Fisher in Wonderland

Today’s oral argument before the Supreme Court in Fisher v. University of Texas at Austin had an Alice in Wonderland quality to it. But I suppose that became inevitable when the Court granted universities permission to discriminate in admissions on the basis of race in the name of “diversity.”

Much of the time of Fisher’s lawyer, who is challenging the way the University used of racial preferences to exclude his client, was spent answering questions from liberal Justices who wanted to know what alternative race-based methods (Justice Breyer actually spelled it out “r-a-c-e”) he thinks UT could have used in admissions. It’s odd that Fisher’s lawyer was expected to describe other means by which the University potentially could have discriminated against his client. And even under the Supreme Court’s unfortunate jurisprudence in this area, it’s not the plaintiff’s burden to point to and demonstrate the efficacy (in terms of promoting diversity) of less discriminatory alternatives; rather the burden is on the discriminator to show the absence of effective alternatives.

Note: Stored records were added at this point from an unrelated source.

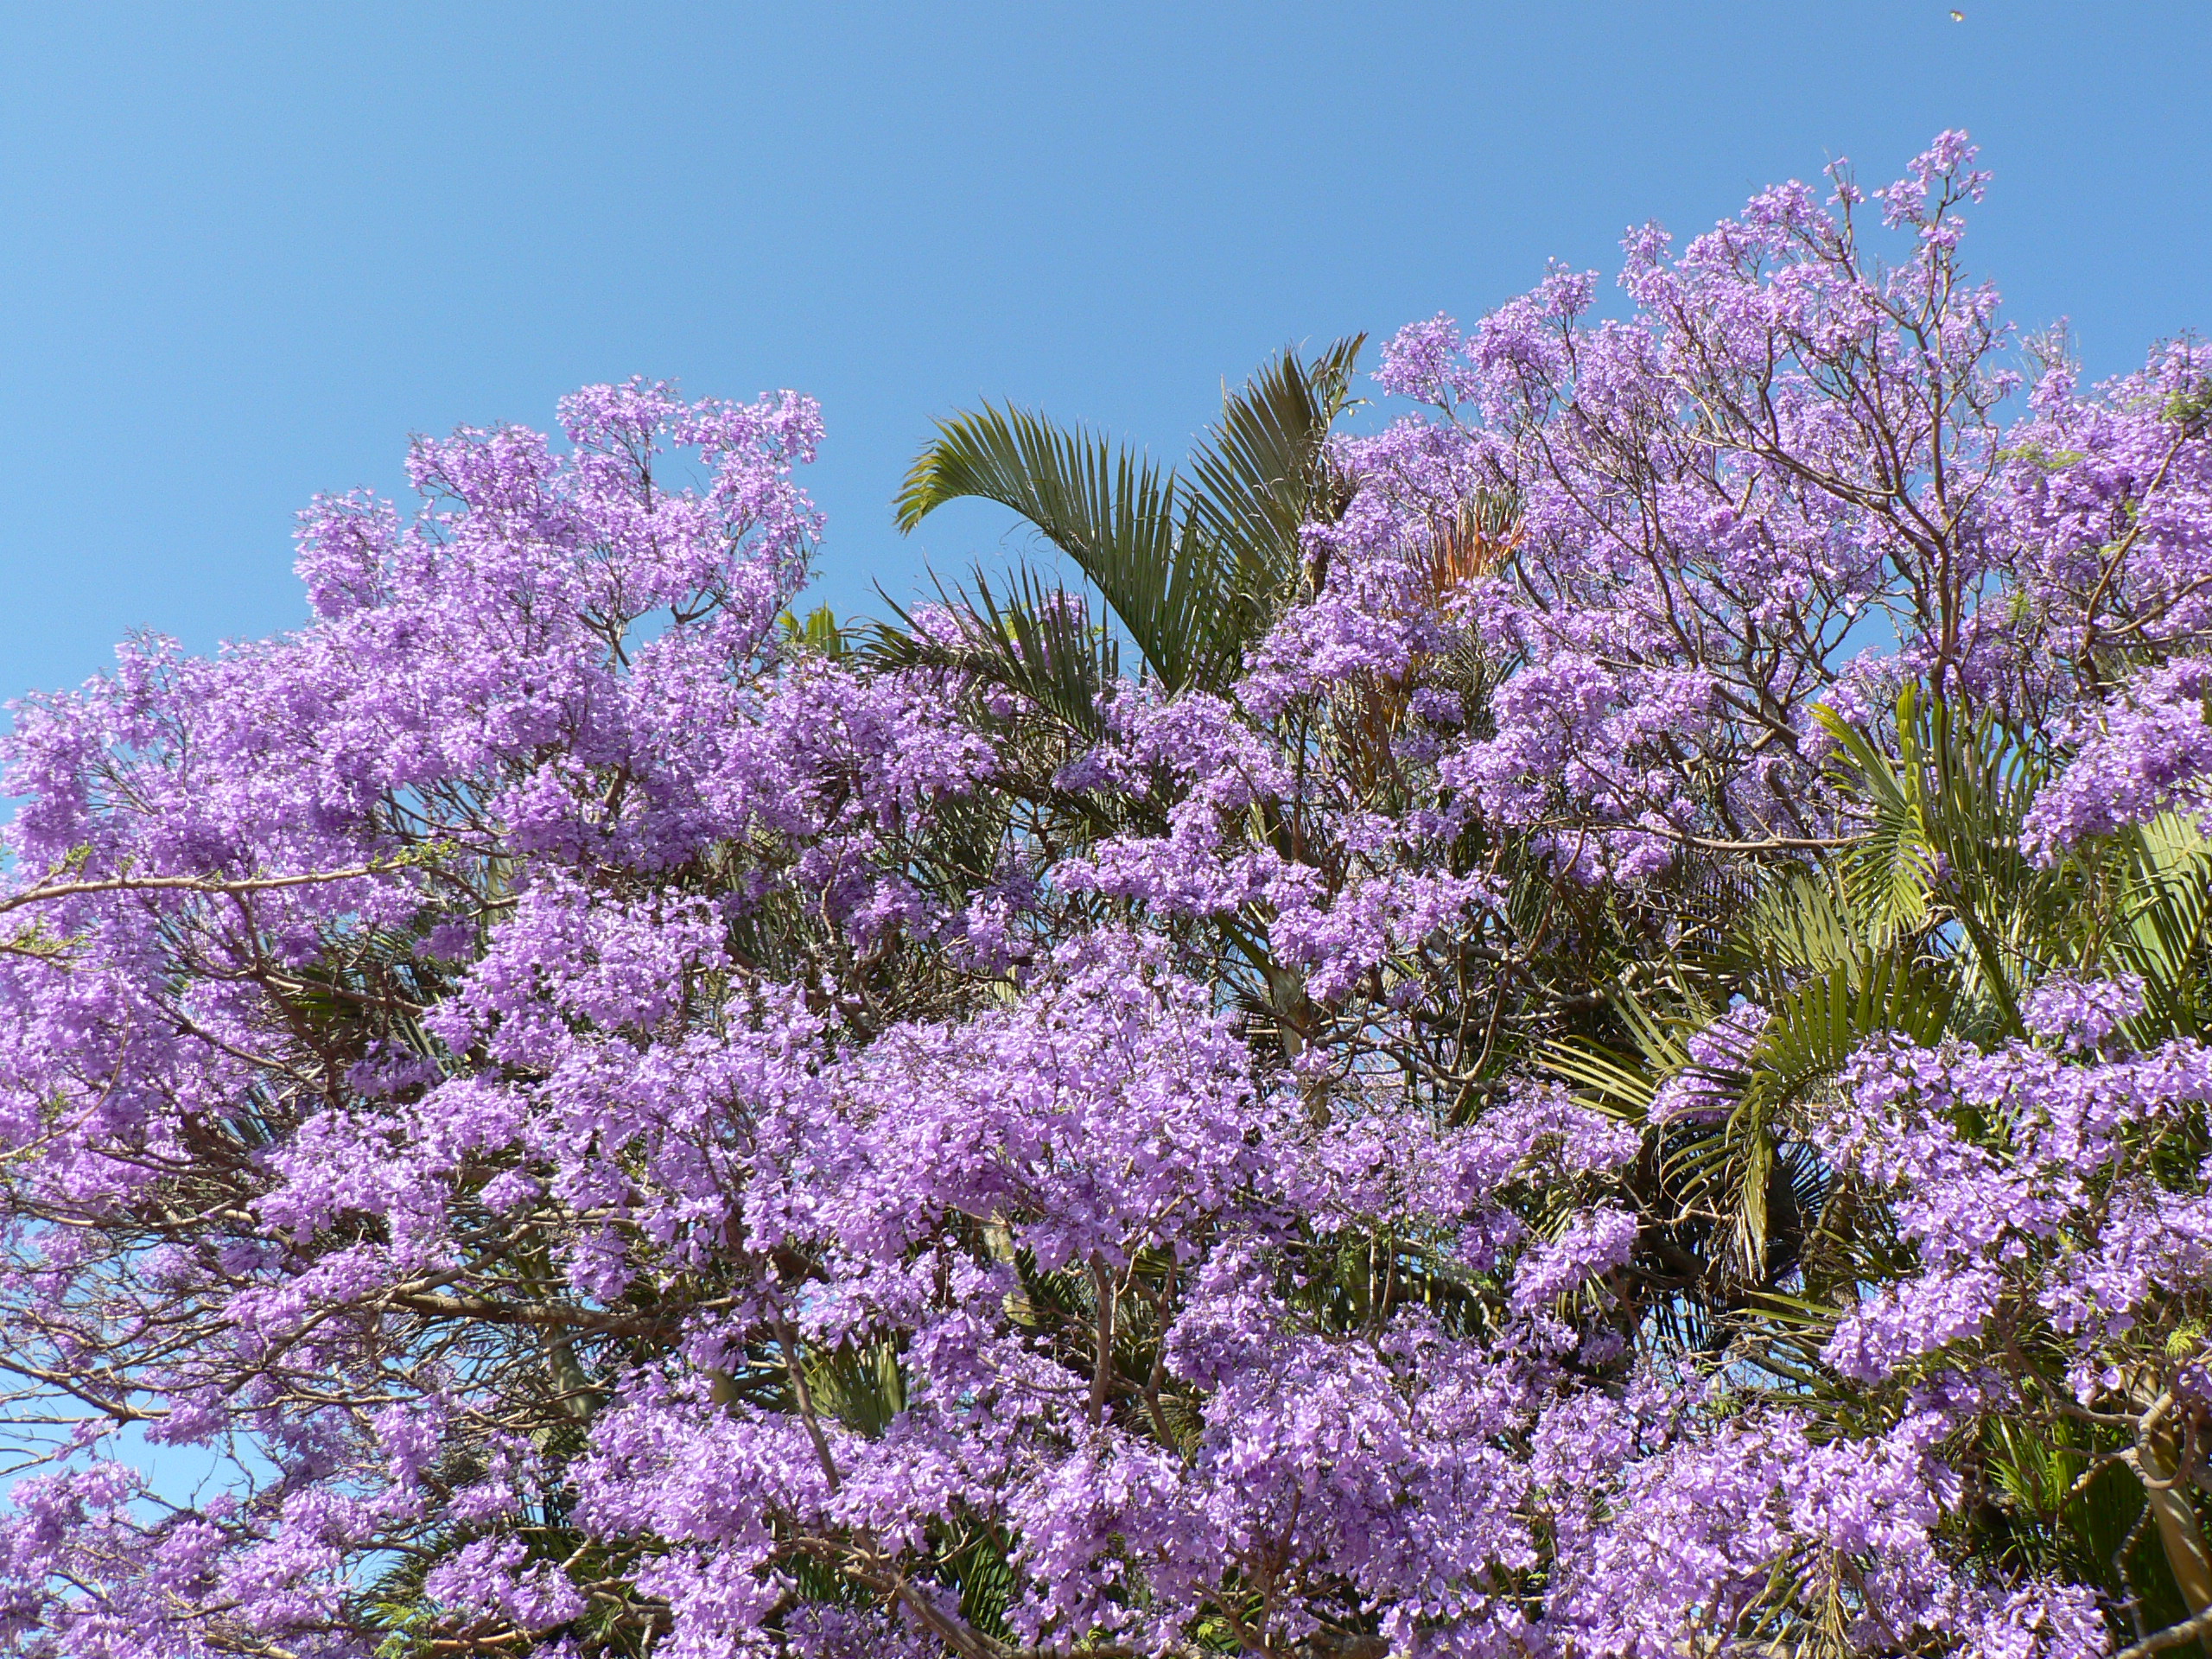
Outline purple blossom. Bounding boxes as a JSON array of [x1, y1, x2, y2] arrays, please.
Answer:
[[2, 130, 2207, 1658]]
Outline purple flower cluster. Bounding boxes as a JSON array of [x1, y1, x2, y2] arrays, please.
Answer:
[[0, 133, 2208, 1658], [1816, 1006, 2212, 1382]]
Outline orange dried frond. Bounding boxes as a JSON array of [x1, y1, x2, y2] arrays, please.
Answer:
[[1423, 495, 1522, 601]]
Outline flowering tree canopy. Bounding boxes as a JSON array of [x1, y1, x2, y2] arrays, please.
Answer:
[[3, 134, 2212, 1659]]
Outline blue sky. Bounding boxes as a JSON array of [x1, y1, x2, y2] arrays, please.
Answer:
[[0, 1, 2206, 705]]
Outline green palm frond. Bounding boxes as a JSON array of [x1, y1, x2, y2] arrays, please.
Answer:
[[893, 404, 1207, 690], [1975, 1414, 2194, 1638], [1539, 1034, 1662, 1116], [1184, 334, 1364, 594], [1723, 864, 1887, 982], [1747, 946, 1954, 1096], [1612, 976, 1698, 1075], [779, 603, 848, 660], [2111, 812, 2212, 1042], [1710, 947, 1953, 1274], [1818, 685, 2066, 1038], [938, 1521, 1022, 1644], [869, 562, 1122, 736], [1547, 942, 1953, 1300], [893, 339, 1363, 696], [1813, 696, 1937, 938], [1815, 688, 2212, 1046], [802, 1338, 907, 1438]]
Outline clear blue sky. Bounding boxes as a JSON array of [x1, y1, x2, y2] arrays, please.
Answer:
[[1, 1, 2205, 705]]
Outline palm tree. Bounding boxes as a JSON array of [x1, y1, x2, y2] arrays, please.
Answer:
[[1549, 683, 2212, 1647]]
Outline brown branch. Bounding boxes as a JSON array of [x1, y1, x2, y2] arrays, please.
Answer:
[[2115, 1608, 2212, 1659], [0, 863, 401, 920]]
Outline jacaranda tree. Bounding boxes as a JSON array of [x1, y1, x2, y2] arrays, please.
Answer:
[[1, 132, 2209, 1659]]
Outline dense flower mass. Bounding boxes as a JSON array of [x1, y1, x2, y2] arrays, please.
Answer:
[[2, 136, 2212, 1659]]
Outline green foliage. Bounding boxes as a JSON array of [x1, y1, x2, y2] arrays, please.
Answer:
[[889, 338, 1363, 702], [780, 603, 849, 660]]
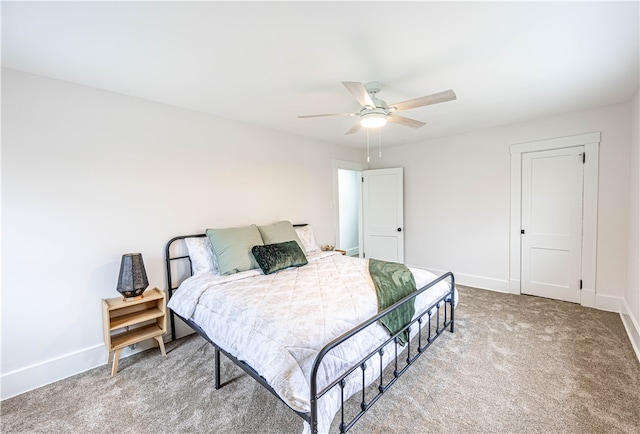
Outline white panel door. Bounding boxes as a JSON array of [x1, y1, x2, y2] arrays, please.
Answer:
[[521, 146, 584, 303], [362, 168, 404, 262]]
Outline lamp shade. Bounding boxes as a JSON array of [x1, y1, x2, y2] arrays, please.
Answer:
[[116, 253, 149, 299]]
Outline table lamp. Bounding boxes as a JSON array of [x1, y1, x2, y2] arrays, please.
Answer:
[[116, 253, 149, 301]]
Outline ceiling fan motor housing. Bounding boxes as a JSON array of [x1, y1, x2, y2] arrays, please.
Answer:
[[361, 83, 390, 127], [364, 81, 382, 94], [370, 97, 387, 109], [360, 107, 389, 116]]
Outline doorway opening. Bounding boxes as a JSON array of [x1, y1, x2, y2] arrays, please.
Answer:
[[337, 169, 362, 257], [333, 160, 366, 258]]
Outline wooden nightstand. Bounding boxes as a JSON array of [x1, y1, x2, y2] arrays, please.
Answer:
[[102, 287, 167, 376]]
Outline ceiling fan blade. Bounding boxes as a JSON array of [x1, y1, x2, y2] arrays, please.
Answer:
[[298, 112, 356, 119], [344, 122, 361, 135], [342, 81, 375, 108], [388, 114, 426, 129], [389, 89, 457, 112]]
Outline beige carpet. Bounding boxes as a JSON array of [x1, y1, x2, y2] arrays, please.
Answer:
[[2, 286, 639, 433]]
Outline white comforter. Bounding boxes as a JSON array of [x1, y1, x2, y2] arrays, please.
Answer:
[[168, 251, 456, 433]]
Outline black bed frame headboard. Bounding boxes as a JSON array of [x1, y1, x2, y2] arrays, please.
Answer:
[[165, 233, 206, 340]]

Then, counsel for the University spoke. Defending the use of race in the selection of applicants not admitted under the rule whereby the University admits the top 10 percent of the graduating class of every Texas high school, he stated:

[T]here is a significant portion of the admissions pool — all out of state students, all students from Texas high schools that don’t rank [in the top 10 percent of their class at] some of the best high schools in the state, and all students just below the top 10 percent — who are nevertheless great students who aren’t eligible for admission under the top 10 percent [rule] at all.

And the Fifth Circuit found that without the consideration of race in the mix for those students, admissions would approach an all white enterprise.

But the purpose of admitting students from this pool is to admit “great students” excluded by the operation of the 10 percent rule. If blacks are well-represented at the University thanks to the 10 percent rule, but don’t make up a large percentage of the “great students” admitted through an alternative mechanism because they aren’t “great” enough, this hardly seems like a justification for racial discrimination among those subject to this mechanism.

But the real question isn’t the merit of this or that argument made in Fisher; the real question is how Justice Kennedy sees the case. Specifically, does he believe that the Fifth Circuit Court of Appeals cured the deficiency — excessive deference to the University; insufficient demand for actual evidence — that caused the Supreme Court to revive Fisher’s case the last time it heard this matter?

It’s hard to say. However, Justice Kennedy’s questions suggested that he still isn’t happy with the Fifth Circuit.

I say this because one of Kennedy’s lines of questioning focused on whether the Fifth Circuit should have sent the case back to the district court so that more fact finding could occur. To me, this seems to indicate (1) that Kennedy still doesn’t think there is enough in the record to survive the strict scrutiny that must be applied to the question of whether the University’s use of race is narrowly tailored to meet its purpose and (2) that Kennedy might like to send the case back to the lower courts a second time.

Kennedy seemed to sense an opening for such a remand in the fact that, though the University had sought to have the case sent back to the district court, Fisher opposed remand and the Fifth Circuit refused to grant it.

However, counsel had trouble explaining what new evidence the University would have presented on remand. Indeed, Justice Kennedy told him flat out that what he was hearing indicated that if there had been a remand, the evidence wouldn’t be much different than it is now.

A remand for additional evidence wouldn’t make much sense, in my view. As counsel for Fisher said, “You have to come to the [Supreme] Court with a record; you can’t make it up later.”

(There is, however, one relevant development that isn’t in the record because the University kept it secret until recently. As Hans von Spakovsky and Elizabeth Slattery explain, it turns out that university officials regularly overrode the system for admitting candidates in the pool not eligible for admission under the 10 percent rule — the pool at issue in this case. And an investigation by a consulting firm found indications that race was used in the override process to favor minority applicants — i.e, to discriminate in their favor even more than UT admitted to doing.)

In sum, the outcome of Fisher seems up-in-the-air after today. Adam Liptak of the New York Times says, “a majority of the justices appeared unpersuaded that the plan was constitutional.” I think that’s right. But if so, what is a majority prepared to do?